Given the relatively limited scope of his interlocutors—judges, diplomats, and especially lawyers like himself, largely “the rich and locally famous” whom he met in a veritable festival of teas and dinner parties and “soirées dansantes”—it’s hardly surprising that Tocqueville got some matters wrong. One of his first impressions, for instance, was recorded only four days after he arrived in New York: “The entire society seems to have merged into the middle class.” Damrosch has little patience for this idea, correctly dismissive about a comment that set more than a generation of scholarship down a path that proved to be a dead end.

Busy chatting in the parlors of wealthy Americans, Tocqueville didn’t seem to notice the artisans slowly being forced into unskilled labor, or immigrant dockworkers, or freed blacks struggling to eke out a living on the margins of American life. He bumped into Native Americans being expelled from the eastern states on the infamous Trail of Tears. But he didn’t make much of it, failing to connect that experience to his own reflections on the danger of the tyranny of the majority. As for slavery, he rushed through the South without even bothering to visit a plantation. Little wonder he saw only a middle class in America.

The summary nature of Tocqueville’s travels through the South might have made Damrosch a bit more skeptical of his perspicacity when it came to slavery. Indeed, one of the enduring puzzles about the trip is why Tocqueville mustered so little interest in questions of race and slavery (addressed in a single chapter of the 93 that composed the two-volume work). Beaumont, on the other hand, made it the central analytical thread in his own book on the United States,  Marie or, Slavery in the United States: A Novel of Jacksonian America (1835).

For Beaumont, it was “most certainly a strange fact, so much slavery amidst so much freedom.” This feature of American life, along with its consequence—”the violence of the prejudice that separates the race of slaves from that of free men”—furnished the essential paradox at the heart of the account he produced from his travels, which could only, for Beaumont, be represented as fiction. Alas, Damrosch is not particularly interested in Beaumont—less, even, than George Pierson was in   his great work on Tocqueville’s travels, published in 1938.

Clearly Tocqueville, unlike Beaumont, believed that slavery and racism did not touch on “the essential nature of democracy,” as Damrosch puts it; these were mere “regional differences.” It is a strange view, coming from someone who so often understood regional characteristics as national traits. When he did turn his mind to the subjects, moreover, Tocqueville was exceedingly gloomy, convinced that a multiracial democracy was impossible. If slaves ever gained their freedom, he predicted a genocidal war: “the most horrible of all civil wars, and perhaps the destruction of one of the two races.”

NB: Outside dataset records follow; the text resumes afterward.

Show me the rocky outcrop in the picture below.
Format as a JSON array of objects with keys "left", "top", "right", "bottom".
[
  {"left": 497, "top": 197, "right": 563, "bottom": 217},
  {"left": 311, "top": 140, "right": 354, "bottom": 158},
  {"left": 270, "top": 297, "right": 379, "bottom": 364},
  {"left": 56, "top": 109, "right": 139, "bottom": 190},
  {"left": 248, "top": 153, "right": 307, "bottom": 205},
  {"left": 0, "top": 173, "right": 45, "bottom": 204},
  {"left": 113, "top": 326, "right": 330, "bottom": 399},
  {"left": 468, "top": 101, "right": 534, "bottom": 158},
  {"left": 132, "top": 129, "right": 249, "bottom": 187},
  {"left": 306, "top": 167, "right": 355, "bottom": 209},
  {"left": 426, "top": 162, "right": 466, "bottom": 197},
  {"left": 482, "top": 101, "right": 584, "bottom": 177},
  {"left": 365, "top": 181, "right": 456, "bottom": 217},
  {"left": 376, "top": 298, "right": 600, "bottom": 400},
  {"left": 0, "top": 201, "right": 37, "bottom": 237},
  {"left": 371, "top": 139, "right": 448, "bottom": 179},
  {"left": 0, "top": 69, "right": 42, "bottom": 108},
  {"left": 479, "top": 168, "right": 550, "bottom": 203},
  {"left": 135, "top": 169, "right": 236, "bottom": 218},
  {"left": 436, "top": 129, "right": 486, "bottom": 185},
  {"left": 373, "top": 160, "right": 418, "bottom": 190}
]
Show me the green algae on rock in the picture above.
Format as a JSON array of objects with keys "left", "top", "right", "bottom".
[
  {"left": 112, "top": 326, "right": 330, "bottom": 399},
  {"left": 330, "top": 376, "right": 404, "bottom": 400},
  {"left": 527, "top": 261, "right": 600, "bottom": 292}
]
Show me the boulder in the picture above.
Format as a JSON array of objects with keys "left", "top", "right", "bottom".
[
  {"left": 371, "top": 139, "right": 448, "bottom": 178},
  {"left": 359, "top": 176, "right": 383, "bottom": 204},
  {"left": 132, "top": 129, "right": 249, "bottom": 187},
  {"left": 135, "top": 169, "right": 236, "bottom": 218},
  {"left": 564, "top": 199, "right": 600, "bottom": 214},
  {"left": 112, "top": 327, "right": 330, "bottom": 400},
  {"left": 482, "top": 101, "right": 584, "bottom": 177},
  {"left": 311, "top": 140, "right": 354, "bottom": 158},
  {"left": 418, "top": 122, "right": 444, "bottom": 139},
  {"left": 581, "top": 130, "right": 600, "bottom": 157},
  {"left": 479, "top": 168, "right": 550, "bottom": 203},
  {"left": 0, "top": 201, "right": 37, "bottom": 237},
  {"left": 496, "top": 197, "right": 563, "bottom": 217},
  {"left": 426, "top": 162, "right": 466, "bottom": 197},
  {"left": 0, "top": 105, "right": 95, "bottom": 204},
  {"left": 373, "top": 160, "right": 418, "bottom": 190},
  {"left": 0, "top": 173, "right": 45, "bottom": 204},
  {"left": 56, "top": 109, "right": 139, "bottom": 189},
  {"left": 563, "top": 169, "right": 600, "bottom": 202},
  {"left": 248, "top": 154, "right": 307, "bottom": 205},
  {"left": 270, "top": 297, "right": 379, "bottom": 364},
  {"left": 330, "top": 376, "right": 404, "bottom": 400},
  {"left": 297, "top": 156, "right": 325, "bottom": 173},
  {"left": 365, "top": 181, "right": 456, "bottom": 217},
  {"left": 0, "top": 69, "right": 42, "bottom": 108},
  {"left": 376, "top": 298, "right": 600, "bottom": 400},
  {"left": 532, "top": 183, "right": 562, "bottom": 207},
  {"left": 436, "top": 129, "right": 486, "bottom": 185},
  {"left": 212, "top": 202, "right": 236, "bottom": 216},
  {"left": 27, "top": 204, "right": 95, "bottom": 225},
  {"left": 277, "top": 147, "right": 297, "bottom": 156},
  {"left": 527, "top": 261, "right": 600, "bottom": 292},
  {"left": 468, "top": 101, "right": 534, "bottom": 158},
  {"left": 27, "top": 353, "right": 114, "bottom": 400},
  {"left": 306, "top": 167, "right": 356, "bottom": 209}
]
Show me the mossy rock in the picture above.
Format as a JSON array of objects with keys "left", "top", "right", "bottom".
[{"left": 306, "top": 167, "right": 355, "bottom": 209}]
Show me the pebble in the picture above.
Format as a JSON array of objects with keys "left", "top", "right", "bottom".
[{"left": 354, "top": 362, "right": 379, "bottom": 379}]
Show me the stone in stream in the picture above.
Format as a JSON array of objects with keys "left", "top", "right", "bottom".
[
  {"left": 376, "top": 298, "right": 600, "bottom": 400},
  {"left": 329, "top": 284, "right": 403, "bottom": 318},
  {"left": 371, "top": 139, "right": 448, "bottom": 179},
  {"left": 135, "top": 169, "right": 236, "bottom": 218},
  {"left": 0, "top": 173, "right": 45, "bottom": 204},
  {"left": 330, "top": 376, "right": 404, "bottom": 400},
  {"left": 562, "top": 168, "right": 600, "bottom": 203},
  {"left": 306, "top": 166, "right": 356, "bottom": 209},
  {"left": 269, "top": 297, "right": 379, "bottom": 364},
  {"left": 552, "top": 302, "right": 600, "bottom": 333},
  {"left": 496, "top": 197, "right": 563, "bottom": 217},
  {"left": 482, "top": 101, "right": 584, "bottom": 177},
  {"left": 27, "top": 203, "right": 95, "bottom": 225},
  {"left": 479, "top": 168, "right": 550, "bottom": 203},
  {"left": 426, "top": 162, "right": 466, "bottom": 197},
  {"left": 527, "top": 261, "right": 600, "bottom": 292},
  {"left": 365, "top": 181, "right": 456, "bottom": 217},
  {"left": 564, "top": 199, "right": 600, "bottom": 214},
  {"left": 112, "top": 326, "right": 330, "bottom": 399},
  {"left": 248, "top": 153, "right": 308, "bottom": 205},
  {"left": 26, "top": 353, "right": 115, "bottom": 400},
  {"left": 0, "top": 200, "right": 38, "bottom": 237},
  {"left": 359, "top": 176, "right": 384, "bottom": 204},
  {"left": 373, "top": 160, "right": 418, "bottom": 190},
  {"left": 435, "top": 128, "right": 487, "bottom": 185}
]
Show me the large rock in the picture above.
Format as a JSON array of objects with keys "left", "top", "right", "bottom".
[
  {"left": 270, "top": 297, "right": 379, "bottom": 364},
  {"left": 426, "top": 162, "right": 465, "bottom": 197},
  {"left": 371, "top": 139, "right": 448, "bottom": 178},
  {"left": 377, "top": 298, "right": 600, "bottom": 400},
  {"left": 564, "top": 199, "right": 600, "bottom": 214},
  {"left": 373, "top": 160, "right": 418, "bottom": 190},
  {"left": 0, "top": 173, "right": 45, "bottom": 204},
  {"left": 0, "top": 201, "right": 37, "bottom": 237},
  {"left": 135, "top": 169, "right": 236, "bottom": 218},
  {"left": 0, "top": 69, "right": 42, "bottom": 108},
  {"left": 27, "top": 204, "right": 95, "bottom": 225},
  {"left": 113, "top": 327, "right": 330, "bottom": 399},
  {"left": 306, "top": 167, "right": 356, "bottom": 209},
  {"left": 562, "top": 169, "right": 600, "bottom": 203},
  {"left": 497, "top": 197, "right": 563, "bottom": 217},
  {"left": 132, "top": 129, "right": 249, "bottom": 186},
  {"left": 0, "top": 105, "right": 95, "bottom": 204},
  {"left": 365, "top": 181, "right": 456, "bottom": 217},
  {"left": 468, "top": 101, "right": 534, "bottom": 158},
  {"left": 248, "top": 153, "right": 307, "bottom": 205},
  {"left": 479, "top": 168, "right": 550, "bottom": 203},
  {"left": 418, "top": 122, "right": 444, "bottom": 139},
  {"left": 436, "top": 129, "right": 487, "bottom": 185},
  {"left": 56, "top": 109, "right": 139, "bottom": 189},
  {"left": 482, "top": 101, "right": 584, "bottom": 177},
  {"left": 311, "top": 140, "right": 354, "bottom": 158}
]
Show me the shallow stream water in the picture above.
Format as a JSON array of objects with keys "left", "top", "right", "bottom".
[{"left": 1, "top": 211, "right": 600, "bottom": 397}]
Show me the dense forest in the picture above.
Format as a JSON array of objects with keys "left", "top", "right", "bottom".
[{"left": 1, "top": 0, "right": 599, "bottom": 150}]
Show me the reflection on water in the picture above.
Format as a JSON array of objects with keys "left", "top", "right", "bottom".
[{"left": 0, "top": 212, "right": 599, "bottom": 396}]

Damrosch is impressed by Tocqueville’s thinking on this subject: “extraordinary in its depth and clarity.” That hardly seems right, though. Tocqueville’s famous predictive powers failed him here. One of the most striking features of emancipation, as it actually happened a generation later, was the lack of violence foreseen by Tocqueville and many others. “Men go wild and fight for freedom with bestial ferocity when they must,” the great scholar W.E.B. Du Bois would later write, “but human nature does not deliberately choose blood—at least not black human nature.”

If Tocqueville got matters so wrong, that may be because he was too influenced by his interlocutors, who were similarly pessimistic about the future of multiracial democracy. This was, after all, the Age of Jackson, when Native Americans were being brutally expelled from their homelands in the Southeast, slavery was in the midst of its massive expansion through the Southwest, and racism was growing throughout the North.

In an era when Tocqueville’s darker ruminations about the fragility of American democracy and the dangers of tyranny of the majority have proven sadly prescient, it is nice to think that even Tocqueville underestimated some of the possibilities implicit in American democracy.